Потом разделась и забралась под одеяло. Взяла книгу поэта Александра Блока… С девочками в гимназии мы гадали, используя строчки стихов: просто открывали первую попавшуюся страницу и смотрели, что там написано. Заглядывали, если не в свое будущее, то хотя бы в настоящее… Я повторила это гадание из детства, открыв книгу наобум. Начала читать, и сердце тревожно заиграло как одинокая скрипка в большом пустом зале:

И вот опять, и вот опять,Встречаясь с этим темным взглядом,Хочу по имени назвать,Дышать и жить с тобою рядом…

Боже мой! Ведь обо мне же это, обо мне!

Дверь скрипнула, и в комнату тихонько вошла мама. Я торопливо захлопнула книжку, как будто боялась, что она поймет, чем я тут занимаюсь, и осудит: ведь у папы сейчас проблемы.

Но мама, если и заметила что-то, ничего не сказала.

– Сашенька! Вы гуляли очень долго сегодня. Я уже стала волноваться, – мягко проговорила она, опускаясь на кончик кровати.

Я тут же спросила про папу. Мама ответила, что все в порядке. Я открыла рот, чтобы задать новый вопрос, но мама остановила меня, подняв руку, и, пожелав спокойной ночи, вышла из комнаты.

«Все-таки не все в порядке», – подумала я, нахмурившись.

Но юность эгоистична. Через минуту я уже забыла о папе и погрузилась в мысли, которые были мне сейчас ближе и важнее…

Этой ночью я долго не могла заснуть. Все думала и думала о незнакомце-художнике на пляже. Я смотрела на луну, просвечивавшую сквозь тюль, и глупо улыбалась непонятно чему. Вспоминает ли он обо мне в эту минуту? Вот бы узнать… Может, тоже лежит в постели, смотрит на белый диск луны и думает о нашей случайной встрече… Потом мне вдруг стало страшно при мысли, что вовсе он обо мне и не думает. Зачем ему обо мне думать? Что во мне такого особенного, чтобы обо мне думать?.. Ох, как стучало и ныло мое сердечко от таких мыслей.

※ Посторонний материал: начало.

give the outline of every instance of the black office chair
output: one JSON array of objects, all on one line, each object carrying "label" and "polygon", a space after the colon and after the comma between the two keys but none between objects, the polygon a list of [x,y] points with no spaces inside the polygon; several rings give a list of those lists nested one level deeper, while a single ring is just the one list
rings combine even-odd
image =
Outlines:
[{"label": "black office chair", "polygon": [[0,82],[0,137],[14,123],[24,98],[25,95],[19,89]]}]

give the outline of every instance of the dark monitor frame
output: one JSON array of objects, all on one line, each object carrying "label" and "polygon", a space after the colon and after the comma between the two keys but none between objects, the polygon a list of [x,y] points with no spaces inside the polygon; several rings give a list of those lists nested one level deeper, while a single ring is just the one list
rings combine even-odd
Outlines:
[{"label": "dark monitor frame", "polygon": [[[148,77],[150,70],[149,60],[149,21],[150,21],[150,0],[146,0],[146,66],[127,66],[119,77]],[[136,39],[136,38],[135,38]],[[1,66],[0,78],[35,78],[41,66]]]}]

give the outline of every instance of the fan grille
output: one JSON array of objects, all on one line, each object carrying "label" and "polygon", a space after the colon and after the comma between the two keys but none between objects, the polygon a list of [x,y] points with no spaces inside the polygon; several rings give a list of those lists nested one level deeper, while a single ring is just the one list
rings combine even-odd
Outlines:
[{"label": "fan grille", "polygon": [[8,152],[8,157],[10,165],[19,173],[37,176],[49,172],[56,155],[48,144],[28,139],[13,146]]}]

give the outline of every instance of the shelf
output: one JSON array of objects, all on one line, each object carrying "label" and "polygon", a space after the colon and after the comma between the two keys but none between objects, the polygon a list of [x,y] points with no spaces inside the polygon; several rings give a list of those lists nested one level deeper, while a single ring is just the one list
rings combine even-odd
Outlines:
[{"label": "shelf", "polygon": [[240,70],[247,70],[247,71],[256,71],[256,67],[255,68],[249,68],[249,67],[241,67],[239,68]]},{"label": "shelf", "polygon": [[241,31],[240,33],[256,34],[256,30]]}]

Я вроде бы задремала. То ли спала, то ли мне это казалось. Только внутри меня как будто кто-то пел до зари:

То ни ветер ветку клонит,Ни дубравушка шумит,То мое сердечко стонет…

Да, я еще не понимала в тот вечер, что в мою жизнь пришла первая взрослая любовь: с настоящими женскими переживаниями и безумиями. И именно она должна была повернуть мою жизнь совсем в другую сторону.